Richard, a Vietnam vet, was awaiting test results and potential surgery. When I asked him about the rings on his left hand, he was pleased, I think, to change the subject from his medical schedule. The Masons ring belonged to his dad. The other ring, with the blue center stone, contained four diamonds. Richard’s career journey began on an accounting/CPA track, interrupted by his military service in the Army. Somewhere along the accounting trail he found the auto industry that landed him in the customer service/repair area. Each diamond on his ring represented five years of service with the Goodson organization.

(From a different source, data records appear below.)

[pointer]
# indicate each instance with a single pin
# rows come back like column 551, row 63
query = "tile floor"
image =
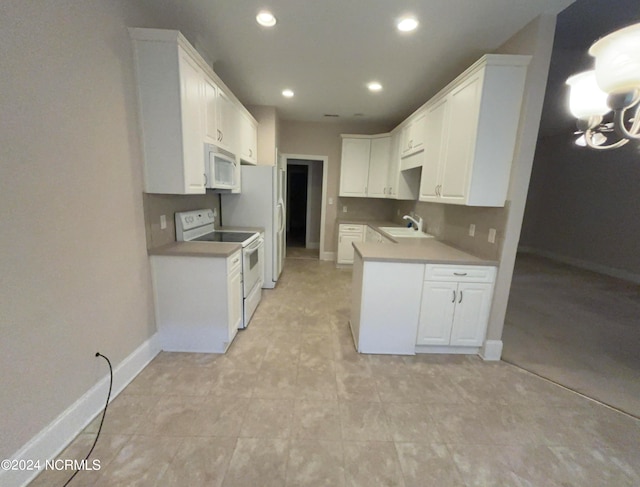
column 292, row 404
column 577, row 328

In our work at Heart Matters, it is important to me that tokens of appreciation are designed with the utmost attention to the recipient’s sense of meaning and contribution. To Richard, his ring was symbolic of contribution and belonging. To Goodson, the ring was symbolic of their commitment in the corporate value of loyalty.
The bottom line: the expression by Goodson’s leadership elevated the significance of Richard’s work beyond an hourly rate. The payoff: reduced turnover expense and increased employee expertise via mastery of best practices … which translates into elevated customer experiences of work done correctly and in a timely manner.